報告書の実現性は医師確保次第!?
◇東近江
東近江市立能登川病院経営検討委員会の第三回会合が十六日に東近江市役所三階会議室で開かれ、西澤久夫市長に提出する「東近江市立能登川病院経営検討に関する報告書案」が了承された。
報告書案では、経営方針として「国立病院機構滋賀病院や近江八幡市立総合医療センターなど近隣急性期病院の地域関連病院として手術症例後の対応や回復期患者の積極的な受け入れを行う」とし、専門性が高い肝臓疾患・消化管疾患や認知症の診断・治療および初期診断ができる外科・整形外科の医療提供と合わせて、在院看取り・レスパイト入院・開業医の後方支援など在宅支援医療機関の役割を果たすことも明記している。
百二十床を有する病床については、一般病床区分のまま、入院患者の療養環境改善へ五床室を四床室に改装し、二階病棟五十五床、三階病棟五十一床を基本とした構成へと変更。
運営形態は、当分の間、今までの地方公営企業法の全部適用とし、医師確保・経営改善に取り組みつつ「遅くとも平成二十六年九月を期限として、民間譲渡、指定管理者制度をはじめとした経営形態の変更を判断する」との方向性が盛り込まれた。
また、▽医師の招へい▽看護師の確保▽入院収益の増▽外来収益の増▽手術件数▽保険請求精度研修▽検査・健診件数の増▽経費削減▽手術室の再開活用▽院内改修工事▽やりがいと働きがいのある病院づくり―などで目標を設定し、六カ月ごとに達成状況を評価する「能登川病院経営改善目標案」も示された。
報告書案を見て、委員が「医師確保ができなければ、何も始まらない」と指摘した通り、現場を預かる竹内孝幸・能登川病院院長も「百床近い病床を運営していくめどを二年間で立てられるかどうか難しい状況。
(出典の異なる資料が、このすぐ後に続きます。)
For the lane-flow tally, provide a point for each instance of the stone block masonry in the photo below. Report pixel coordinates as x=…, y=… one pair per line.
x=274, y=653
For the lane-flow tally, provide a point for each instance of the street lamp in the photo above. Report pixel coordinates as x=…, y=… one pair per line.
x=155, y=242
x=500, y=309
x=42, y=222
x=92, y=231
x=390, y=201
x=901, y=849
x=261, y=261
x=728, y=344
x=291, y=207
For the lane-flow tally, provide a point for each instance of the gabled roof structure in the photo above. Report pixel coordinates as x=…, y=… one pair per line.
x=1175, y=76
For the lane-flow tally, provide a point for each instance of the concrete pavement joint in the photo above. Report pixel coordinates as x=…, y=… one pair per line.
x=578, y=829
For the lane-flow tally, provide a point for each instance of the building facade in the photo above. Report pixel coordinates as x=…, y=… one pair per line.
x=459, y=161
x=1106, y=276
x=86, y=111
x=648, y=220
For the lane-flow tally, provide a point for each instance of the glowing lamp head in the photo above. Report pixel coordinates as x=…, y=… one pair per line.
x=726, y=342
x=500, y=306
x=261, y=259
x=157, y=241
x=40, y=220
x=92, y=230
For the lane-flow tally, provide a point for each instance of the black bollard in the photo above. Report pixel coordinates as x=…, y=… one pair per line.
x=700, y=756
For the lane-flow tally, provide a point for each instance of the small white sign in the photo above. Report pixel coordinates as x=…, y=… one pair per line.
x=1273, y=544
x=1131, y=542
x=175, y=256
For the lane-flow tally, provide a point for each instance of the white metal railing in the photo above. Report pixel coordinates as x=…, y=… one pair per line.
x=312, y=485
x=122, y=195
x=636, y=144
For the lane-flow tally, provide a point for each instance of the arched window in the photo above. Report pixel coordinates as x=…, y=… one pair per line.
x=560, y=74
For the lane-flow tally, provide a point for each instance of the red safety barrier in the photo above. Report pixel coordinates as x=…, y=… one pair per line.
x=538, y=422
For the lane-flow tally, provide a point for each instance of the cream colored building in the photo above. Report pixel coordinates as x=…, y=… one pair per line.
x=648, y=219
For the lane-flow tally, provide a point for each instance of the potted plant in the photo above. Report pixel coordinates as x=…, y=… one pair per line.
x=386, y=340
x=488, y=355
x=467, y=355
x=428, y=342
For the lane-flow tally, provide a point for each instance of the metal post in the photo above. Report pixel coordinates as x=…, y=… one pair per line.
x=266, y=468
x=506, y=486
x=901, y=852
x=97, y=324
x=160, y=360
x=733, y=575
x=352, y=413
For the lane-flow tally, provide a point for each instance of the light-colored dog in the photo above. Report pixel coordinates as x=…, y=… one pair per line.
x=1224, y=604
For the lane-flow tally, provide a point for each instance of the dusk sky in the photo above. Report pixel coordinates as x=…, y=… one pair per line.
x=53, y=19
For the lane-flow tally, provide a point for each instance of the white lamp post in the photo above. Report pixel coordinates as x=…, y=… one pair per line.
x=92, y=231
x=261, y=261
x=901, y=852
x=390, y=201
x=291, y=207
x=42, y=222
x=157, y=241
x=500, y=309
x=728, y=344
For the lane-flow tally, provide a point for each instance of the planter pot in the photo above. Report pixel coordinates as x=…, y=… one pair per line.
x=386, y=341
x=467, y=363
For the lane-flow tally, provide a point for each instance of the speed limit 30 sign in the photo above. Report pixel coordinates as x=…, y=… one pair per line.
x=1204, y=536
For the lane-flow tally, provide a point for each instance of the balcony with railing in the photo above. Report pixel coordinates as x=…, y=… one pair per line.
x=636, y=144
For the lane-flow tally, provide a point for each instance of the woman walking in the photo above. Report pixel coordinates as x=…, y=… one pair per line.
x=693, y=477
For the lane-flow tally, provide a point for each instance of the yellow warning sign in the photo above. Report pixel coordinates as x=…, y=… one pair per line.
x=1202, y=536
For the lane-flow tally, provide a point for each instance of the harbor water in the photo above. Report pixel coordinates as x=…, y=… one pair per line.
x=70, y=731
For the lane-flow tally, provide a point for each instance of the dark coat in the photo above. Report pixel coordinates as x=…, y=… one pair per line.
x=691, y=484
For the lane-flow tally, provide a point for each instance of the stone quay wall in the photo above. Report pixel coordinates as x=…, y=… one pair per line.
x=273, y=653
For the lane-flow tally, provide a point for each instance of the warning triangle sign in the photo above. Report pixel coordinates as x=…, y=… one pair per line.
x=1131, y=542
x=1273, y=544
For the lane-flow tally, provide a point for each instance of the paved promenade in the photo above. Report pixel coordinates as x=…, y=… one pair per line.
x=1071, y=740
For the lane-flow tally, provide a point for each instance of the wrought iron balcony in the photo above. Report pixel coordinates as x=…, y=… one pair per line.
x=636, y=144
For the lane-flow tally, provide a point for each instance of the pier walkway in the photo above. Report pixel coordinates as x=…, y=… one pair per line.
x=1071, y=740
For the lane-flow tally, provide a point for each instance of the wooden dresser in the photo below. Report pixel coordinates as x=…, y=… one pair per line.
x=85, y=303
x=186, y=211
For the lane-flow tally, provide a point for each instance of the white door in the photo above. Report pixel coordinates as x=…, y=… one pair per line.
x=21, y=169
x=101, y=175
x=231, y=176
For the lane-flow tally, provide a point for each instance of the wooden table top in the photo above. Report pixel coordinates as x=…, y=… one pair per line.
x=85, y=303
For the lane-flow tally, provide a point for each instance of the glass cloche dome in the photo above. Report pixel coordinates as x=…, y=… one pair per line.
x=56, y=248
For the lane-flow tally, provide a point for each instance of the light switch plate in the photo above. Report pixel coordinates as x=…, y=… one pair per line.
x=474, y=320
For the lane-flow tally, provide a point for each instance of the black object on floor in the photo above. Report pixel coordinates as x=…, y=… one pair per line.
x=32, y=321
常勤医十人は必要」だと語る。
医師に限ったことではなく、看護師も含めて東近江市が有する医療にかかわる人的資源を、市全体を見渡して有効に活用する具体策の必要性も浮き彫りになった。
先に理想像を描く格好となった今回の報告書。これを夢物語で終わらせない努力が、医療スタッフだけでなく、これから行政や市民にも求められる。委員から「医療スタッフにとって働きがいのある病院にならないといけない。そのためにも市民が応援していかなければならない」との意見もあり、同委員会は報告書提出後も経営形態に関する協議を続けていく予定。